The removal of dissolved iron by oxygen was a key control on marine Ca-carbonate precipitation during the Archean, but many details remain poorly resolved. We examined thick carbonate platforms, ∼2.9–2.8 Ga, in the western Superior Province of Canada. Interlayered Fe and Ca-carbonate minerals suggest platform margin precipitation, both as seafloor crusts and in the water column, during mixing of anoxic offshore and oxygenated onshore water masses in dynamic chemoclines. Platform interiors were subject to short-lived influxes of Fe-rich anoxic offshore waters that variously precipitated aragonite, herringbone calcite, Fe-dolomite, and rare siderite.

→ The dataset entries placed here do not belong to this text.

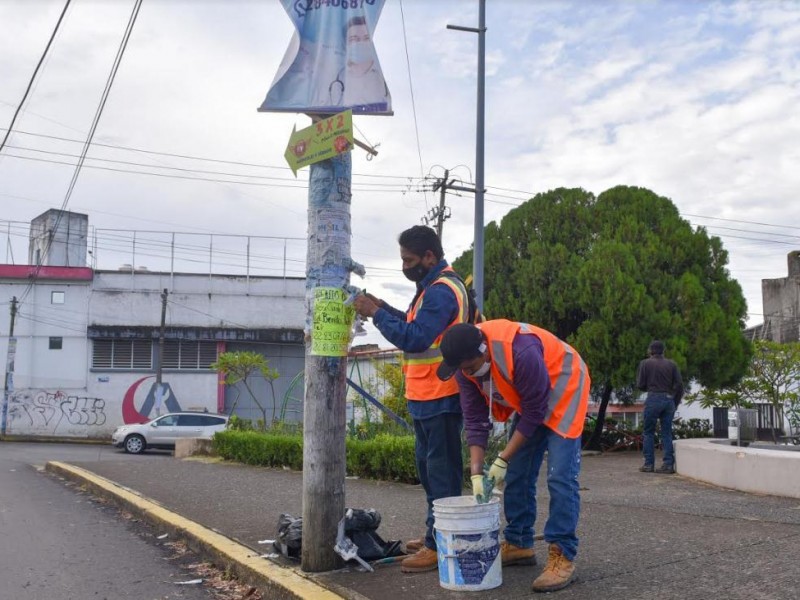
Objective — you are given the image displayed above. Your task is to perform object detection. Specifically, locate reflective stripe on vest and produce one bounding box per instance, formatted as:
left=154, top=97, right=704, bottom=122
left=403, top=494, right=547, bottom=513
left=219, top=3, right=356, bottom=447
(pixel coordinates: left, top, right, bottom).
left=403, top=267, right=469, bottom=400
left=472, top=320, right=591, bottom=437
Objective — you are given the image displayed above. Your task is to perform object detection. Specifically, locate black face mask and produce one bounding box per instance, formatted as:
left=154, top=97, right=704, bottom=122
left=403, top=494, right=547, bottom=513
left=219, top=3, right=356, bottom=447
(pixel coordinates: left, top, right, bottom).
left=403, top=262, right=431, bottom=283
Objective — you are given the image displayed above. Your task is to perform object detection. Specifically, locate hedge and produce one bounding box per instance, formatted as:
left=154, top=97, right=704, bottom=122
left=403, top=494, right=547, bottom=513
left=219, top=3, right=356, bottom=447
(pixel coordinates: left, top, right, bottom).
left=214, top=430, right=419, bottom=483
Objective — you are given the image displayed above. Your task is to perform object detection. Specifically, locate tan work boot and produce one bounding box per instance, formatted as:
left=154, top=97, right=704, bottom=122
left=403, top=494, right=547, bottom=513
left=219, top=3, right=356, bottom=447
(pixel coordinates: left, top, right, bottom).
left=400, top=546, right=439, bottom=573
left=531, top=544, right=575, bottom=592
left=406, top=537, right=425, bottom=554
left=500, top=542, right=536, bottom=567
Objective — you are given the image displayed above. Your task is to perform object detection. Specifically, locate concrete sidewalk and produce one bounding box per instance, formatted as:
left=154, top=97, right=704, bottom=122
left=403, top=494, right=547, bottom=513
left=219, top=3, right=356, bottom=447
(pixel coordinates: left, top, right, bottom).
left=51, top=453, right=800, bottom=600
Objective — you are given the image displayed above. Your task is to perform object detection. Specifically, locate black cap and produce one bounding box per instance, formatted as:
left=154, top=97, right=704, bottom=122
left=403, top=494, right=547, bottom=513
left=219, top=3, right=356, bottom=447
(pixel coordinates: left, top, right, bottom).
left=436, top=323, right=486, bottom=381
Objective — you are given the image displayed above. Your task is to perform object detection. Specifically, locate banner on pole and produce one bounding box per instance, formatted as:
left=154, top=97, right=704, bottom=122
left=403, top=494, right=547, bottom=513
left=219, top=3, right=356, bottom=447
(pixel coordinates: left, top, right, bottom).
left=311, top=287, right=355, bottom=356
left=258, top=0, right=392, bottom=115
left=283, top=110, right=353, bottom=176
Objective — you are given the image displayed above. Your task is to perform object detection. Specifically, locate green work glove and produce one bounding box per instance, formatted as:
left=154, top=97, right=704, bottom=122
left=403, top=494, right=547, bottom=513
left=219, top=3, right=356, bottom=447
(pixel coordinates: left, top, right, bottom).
left=488, top=456, right=508, bottom=486
left=470, top=475, right=483, bottom=503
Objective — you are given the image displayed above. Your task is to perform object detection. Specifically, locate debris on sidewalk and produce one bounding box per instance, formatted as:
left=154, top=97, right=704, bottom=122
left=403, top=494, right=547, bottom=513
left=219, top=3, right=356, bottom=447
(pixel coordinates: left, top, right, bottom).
left=274, top=508, right=404, bottom=561
left=333, top=509, right=375, bottom=573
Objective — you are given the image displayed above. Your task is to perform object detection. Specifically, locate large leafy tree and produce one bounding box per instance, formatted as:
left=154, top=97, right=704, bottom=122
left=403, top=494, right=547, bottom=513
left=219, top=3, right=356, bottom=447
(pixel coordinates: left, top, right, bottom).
left=455, top=186, right=750, bottom=447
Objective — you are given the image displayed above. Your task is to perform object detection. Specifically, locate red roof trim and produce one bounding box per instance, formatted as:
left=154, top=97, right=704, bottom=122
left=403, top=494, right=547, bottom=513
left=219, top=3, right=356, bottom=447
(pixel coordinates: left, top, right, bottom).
left=0, top=265, right=94, bottom=281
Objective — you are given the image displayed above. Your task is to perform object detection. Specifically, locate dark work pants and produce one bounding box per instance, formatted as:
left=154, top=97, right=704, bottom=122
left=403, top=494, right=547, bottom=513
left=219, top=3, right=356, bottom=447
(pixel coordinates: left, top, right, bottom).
left=414, top=413, right=464, bottom=550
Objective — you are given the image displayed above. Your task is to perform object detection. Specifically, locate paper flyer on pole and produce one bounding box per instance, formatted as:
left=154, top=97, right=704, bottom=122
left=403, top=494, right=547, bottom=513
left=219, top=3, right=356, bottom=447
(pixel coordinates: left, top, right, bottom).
left=258, top=0, right=392, bottom=115
left=311, top=287, right=355, bottom=356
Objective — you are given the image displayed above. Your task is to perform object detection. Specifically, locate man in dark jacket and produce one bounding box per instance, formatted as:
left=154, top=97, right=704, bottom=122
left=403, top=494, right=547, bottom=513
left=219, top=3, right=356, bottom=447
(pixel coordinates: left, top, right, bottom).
left=636, top=340, right=683, bottom=474
left=353, top=225, right=469, bottom=573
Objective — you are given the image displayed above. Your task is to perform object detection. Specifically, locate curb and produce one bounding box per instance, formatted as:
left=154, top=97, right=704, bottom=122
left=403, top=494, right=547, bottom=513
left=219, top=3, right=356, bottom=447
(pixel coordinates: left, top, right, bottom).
left=45, top=461, right=350, bottom=600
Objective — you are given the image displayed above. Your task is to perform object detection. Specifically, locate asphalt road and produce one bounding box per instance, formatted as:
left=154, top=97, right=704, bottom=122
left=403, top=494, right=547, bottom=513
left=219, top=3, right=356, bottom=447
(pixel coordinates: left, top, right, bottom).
left=0, top=442, right=214, bottom=600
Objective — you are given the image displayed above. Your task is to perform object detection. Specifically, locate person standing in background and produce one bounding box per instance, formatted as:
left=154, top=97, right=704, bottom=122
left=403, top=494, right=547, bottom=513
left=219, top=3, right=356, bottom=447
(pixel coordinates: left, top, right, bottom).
left=636, top=340, right=683, bottom=474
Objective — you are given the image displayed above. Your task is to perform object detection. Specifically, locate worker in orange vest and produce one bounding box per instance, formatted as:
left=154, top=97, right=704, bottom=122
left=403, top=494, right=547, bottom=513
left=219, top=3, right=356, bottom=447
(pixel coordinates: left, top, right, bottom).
left=438, top=319, right=591, bottom=592
left=353, top=225, right=474, bottom=573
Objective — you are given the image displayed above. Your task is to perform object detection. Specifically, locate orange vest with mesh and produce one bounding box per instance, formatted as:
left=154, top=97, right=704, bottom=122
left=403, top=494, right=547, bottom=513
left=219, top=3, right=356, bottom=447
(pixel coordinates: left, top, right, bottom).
left=468, top=319, right=592, bottom=439
left=403, top=267, right=469, bottom=400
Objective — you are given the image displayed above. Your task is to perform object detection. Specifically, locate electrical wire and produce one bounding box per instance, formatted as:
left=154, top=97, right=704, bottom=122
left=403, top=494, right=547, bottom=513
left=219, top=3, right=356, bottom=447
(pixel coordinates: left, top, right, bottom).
left=0, top=0, right=72, bottom=152
left=400, top=0, right=428, bottom=211
left=20, top=0, right=142, bottom=303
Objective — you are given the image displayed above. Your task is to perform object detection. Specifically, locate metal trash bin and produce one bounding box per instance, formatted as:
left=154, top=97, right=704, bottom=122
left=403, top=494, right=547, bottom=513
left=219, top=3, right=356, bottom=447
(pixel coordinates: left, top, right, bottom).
left=728, top=408, right=758, bottom=446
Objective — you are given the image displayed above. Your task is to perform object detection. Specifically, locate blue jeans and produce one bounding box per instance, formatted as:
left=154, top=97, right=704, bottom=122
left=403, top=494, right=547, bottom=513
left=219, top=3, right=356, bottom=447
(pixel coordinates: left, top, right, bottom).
left=642, top=393, right=675, bottom=467
left=414, top=413, right=464, bottom=550
left=503, top=417, right=581, bottom=560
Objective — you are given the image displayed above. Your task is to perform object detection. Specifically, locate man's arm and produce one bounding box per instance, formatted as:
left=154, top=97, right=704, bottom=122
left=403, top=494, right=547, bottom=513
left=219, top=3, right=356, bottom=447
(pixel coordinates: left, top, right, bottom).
left=672, top=361, right=684, bottom=407
left=372, top=284, right=458, bottom=352
left=636, top=360, right=647, bottom=392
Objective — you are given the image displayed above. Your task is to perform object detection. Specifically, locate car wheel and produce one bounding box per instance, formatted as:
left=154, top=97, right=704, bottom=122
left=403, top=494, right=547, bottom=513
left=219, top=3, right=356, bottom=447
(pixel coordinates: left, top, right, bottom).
left=125, top=435, right=147, bottom=454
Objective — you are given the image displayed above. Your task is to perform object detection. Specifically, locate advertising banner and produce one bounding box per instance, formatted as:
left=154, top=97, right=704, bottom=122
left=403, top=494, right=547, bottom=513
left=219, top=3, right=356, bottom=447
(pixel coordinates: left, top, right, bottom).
left=258, top=0, right=392, bottom=115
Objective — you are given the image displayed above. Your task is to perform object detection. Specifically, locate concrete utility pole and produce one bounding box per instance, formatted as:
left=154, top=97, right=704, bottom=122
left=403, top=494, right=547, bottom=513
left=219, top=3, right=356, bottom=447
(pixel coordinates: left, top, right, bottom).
left=447, top=0, right=486, bottom=310
left=301, top=152, right=353, bottom=572
left=155, top=288, right=169, bottom=415
left=0, top=296, right=17, bottom=435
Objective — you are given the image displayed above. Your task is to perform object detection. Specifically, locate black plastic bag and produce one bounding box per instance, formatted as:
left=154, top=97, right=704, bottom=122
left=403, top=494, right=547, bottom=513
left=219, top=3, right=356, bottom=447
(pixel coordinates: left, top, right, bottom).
left=274, top=508, right=403, bottom=561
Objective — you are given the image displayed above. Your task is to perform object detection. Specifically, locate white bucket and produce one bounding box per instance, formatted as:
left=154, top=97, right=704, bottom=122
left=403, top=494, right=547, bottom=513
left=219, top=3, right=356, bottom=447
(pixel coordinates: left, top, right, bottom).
left=433, top=496, right=503, bottom=591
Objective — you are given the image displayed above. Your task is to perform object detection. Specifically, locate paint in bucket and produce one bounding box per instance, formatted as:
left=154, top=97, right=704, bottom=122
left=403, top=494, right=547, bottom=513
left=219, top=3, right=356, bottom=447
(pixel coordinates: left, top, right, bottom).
left=433, top=496, right=503, bottom=591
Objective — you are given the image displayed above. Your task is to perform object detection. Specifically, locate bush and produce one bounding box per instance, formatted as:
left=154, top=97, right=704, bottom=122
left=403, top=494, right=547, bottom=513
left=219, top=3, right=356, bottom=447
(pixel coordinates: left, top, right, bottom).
left=214, top=430, right=419, bottom=483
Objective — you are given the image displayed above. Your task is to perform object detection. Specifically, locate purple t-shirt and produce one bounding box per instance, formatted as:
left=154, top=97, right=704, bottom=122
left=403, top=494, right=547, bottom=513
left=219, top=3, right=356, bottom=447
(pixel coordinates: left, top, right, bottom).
left=456, top=333, right=550, bottom=448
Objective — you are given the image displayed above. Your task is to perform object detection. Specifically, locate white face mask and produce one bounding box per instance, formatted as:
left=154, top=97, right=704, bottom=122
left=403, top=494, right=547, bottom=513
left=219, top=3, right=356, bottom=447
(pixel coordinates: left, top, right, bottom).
left=472, top=362, right=491, bottom=377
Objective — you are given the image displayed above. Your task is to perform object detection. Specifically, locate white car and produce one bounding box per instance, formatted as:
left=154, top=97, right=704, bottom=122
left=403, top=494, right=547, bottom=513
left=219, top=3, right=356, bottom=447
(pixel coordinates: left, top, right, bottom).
left=111, top=412, right=228, bottom=454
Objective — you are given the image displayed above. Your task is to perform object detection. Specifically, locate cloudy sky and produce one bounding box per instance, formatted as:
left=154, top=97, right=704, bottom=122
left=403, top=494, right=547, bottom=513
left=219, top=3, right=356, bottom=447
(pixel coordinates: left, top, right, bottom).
left=0, top=0, right=800, bottom=340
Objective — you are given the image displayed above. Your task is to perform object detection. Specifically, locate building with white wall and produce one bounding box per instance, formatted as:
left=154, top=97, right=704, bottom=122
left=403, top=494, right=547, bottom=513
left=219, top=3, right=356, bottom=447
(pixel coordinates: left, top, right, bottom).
left=0, top=211, right=305, bottom=438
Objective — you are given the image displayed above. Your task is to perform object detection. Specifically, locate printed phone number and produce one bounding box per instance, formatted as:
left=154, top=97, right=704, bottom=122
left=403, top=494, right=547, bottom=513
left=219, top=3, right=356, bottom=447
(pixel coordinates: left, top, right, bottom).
left=294, top=0, right=375, bottom=17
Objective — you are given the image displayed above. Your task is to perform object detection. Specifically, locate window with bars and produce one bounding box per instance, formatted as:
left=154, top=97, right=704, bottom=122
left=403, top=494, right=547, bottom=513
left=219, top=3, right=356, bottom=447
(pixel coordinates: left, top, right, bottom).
left=163, top=340, right=217, bottom=369
left=92, top=340, right=153, bottom=369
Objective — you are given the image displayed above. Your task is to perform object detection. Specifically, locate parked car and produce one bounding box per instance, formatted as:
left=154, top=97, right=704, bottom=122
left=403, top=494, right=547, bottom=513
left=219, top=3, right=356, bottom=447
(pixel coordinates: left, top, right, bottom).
left=111, top=412, right=228, bottom=454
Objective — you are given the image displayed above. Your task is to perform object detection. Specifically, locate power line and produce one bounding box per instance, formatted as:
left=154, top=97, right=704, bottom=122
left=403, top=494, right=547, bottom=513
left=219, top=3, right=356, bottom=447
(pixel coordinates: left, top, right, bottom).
left=400, top=0, right=428, bottom=209
left=20, top=0, right=142, bottom=302
left=0, top=0, right=72, bottom=157
left=0, top=127, right=418, bottom=181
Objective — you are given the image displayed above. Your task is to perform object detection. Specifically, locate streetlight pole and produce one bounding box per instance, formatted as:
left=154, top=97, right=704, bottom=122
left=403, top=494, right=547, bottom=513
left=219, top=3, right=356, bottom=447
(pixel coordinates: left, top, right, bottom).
left=447, top=0, right=486, bottom=311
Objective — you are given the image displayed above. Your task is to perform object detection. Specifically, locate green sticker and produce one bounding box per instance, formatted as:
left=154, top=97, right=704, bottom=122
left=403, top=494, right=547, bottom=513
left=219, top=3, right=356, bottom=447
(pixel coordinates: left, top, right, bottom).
left=311, top=287, right=355, bottom=356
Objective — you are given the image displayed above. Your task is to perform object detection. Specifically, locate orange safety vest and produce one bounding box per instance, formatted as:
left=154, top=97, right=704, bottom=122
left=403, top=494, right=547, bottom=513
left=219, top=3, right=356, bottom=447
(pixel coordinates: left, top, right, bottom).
left=403, top=267, right=469, bottom=400
left=467, top=319, right=592, bottom=439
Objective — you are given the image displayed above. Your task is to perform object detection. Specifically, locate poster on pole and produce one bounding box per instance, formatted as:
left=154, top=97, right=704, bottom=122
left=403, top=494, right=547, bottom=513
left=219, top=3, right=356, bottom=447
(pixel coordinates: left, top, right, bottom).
left=283, top=110, right=353, bottom=177
left=258, top=0, right=392, bottom=115
left=311, top=287, right=355, bottom=356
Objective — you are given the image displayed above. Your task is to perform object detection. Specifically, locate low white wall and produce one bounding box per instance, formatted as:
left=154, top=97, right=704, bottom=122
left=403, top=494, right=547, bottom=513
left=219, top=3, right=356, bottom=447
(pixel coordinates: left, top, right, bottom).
left=675, top=439, right=800, bottom=498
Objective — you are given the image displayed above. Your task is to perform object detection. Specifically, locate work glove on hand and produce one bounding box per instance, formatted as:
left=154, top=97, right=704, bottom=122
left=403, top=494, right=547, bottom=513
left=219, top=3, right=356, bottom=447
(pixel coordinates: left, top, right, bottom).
left=470, top=475, right=483, bottom=502
left=487, top=456, right=508, bottom=486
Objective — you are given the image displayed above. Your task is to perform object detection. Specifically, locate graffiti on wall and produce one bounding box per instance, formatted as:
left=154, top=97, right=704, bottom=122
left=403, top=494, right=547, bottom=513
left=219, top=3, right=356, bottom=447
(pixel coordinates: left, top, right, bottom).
left=8, top=390, right=106, bottom=433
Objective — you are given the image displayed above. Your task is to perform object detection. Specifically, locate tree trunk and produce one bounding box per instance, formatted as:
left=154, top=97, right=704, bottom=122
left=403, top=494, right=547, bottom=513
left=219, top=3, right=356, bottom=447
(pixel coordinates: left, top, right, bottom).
left=301, top=152, right=352, bottom=572
left=584, top=381, right=614, bottom=451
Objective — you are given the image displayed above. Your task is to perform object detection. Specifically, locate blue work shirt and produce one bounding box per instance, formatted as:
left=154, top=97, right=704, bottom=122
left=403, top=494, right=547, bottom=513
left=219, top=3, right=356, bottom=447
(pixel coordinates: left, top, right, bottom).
left=372, top=260, right=461, bottom=419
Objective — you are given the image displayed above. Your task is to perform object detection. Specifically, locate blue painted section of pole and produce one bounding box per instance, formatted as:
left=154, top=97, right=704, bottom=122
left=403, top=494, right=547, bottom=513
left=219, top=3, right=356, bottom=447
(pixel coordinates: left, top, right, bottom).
left=302, top=152, right=353, bottom=572
left=472, top=0, right=486, bottom=311
left=347, top=377, right=411, bottom=431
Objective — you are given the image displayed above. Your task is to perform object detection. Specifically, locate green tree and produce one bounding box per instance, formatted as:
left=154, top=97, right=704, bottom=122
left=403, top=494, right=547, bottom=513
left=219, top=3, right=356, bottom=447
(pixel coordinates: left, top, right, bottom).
left=455, top=186, right=750, bottom=448
left=211, top=352, right=279, bottom=429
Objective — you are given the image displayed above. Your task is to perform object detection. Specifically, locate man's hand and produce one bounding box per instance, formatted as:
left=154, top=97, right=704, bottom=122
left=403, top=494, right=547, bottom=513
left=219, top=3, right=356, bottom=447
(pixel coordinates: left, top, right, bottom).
left=470, top=475, right=483, bottom=503
left=488, top=456, right=508, bottom=486
left=364, top=292, right=383, bottom=308
left=353, top=294, right=380, bottom=317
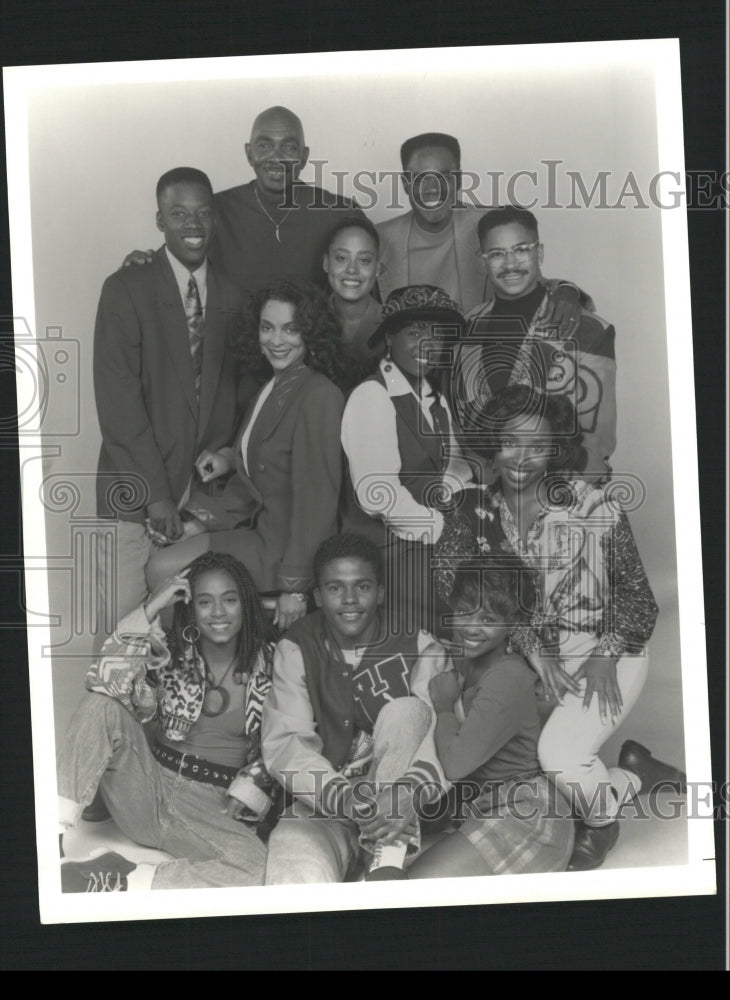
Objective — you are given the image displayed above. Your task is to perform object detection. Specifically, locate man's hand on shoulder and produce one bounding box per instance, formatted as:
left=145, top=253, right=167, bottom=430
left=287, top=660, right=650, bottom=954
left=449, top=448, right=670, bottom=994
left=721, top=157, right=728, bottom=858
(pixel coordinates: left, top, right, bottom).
left=147, top=500, right=183, bottom=542
left=119, top=250, right=155, bottom=271
left=537, top=283, right=581, bottom=337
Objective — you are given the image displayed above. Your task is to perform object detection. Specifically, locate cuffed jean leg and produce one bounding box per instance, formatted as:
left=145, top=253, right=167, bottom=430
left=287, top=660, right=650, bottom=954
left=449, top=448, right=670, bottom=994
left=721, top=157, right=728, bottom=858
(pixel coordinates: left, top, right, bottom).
left=537, top=655, right=649, bottom=826
left=58, top=693, right=164, bottom=847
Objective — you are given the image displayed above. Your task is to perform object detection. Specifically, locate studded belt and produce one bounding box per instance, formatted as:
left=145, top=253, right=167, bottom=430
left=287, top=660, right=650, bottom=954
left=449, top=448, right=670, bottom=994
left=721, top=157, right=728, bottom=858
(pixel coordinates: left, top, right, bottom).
left=152, top=743, right=238, bottom=788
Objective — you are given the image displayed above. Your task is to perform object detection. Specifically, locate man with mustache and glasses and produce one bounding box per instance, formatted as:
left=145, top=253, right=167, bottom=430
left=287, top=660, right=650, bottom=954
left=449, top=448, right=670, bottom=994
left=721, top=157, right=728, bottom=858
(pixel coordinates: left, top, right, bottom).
left=452, top=205, right=616, bottom=483
left=377, top=132, right=587, bottom=326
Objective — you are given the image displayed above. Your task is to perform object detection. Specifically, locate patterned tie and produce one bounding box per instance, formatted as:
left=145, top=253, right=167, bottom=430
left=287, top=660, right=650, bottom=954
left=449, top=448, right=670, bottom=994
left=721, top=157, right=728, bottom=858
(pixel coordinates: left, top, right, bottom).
left=185, top=274, right=204, bottom=402
left=431, top=396, right=451, bottom=469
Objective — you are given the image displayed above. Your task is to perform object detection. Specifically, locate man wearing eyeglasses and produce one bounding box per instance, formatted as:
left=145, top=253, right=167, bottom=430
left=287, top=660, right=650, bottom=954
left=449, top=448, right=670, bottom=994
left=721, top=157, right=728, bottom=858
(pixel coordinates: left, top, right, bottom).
left=453, top=205, right=616, bottom=482
left=376, top=132, right=580, bottom=328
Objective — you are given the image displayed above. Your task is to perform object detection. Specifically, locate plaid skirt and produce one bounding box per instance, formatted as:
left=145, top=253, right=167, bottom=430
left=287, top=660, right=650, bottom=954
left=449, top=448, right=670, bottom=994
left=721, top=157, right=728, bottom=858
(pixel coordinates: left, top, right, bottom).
left=459, top=774, right=574, bottom=875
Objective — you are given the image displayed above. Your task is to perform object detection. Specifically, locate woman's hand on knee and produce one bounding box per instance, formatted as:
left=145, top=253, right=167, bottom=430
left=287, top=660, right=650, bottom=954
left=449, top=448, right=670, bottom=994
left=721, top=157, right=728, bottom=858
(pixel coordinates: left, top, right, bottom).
left=530, top=654, right=580, bottom=705
left=574, top=656, right=624, bottom=726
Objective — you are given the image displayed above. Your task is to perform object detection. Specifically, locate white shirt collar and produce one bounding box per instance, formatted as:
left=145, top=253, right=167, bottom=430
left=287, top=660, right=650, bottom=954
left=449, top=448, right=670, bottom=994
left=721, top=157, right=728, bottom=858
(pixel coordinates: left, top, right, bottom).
left=165, top=246, right=208, bottom=309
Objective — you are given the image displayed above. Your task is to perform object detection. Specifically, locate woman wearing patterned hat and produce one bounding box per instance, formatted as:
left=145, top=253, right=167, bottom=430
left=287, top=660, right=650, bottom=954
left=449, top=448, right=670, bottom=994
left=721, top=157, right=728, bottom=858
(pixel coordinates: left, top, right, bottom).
left=342, top=285, right=471, bottom=631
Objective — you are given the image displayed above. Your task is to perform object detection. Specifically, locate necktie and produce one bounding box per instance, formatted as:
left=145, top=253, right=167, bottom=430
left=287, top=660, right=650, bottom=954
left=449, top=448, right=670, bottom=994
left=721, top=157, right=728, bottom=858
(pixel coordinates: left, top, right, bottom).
left=431, top=396, right=451, bottom=467
left=185, top=274, right=204, bottom=402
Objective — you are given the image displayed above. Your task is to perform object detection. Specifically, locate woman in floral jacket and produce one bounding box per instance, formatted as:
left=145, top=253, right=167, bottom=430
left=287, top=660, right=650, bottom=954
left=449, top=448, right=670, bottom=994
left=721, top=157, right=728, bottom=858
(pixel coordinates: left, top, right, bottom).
left=435, top=385, right=684, bottom=870
left=58, top=553, right=273, bottom=892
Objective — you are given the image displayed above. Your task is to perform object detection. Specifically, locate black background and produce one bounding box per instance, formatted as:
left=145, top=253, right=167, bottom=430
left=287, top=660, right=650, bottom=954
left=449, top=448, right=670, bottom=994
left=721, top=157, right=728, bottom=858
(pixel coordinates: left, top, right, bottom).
left=0, top=0, right=727, bottom=968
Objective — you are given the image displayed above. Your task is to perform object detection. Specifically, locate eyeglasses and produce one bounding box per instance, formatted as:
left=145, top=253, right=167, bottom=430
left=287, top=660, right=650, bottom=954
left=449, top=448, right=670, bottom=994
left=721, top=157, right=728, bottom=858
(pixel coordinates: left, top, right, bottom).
left=477, top=240, right=540, bottom=267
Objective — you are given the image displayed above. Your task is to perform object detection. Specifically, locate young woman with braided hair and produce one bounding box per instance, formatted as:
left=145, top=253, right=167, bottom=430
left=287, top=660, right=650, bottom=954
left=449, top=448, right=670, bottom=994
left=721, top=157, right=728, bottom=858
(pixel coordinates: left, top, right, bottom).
left=58, top=552, right=274, bottom=892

Overall, these observations are consistent with chemical equilibrium analysis assuming three co-existing confluent carbonate water masses: (i) offshore anoxic iron-rich seawater, precipitating Fe-carbonate, (ii) a chemocline mixing zone variously precipitating interlayered aragonite, calcite and Fe oxide, (iii) onshore iron-poor seawater precipitating calcite and aragonite in an ‘Oxygen Oasis’. In this system, Fe2+, at ∼ 3 orders of magnitude lower level, supersedes the effect of Mg2+ on Ca-carbonate mineralogy. Only when sufficient Fe2+ was removed by oxygenation did the relative concentrations of Mg2+ and Ca2+ determine CaCO3 mineralogy. Platform margin chemoclines created by oxygen production likely persisted throughout the Archean.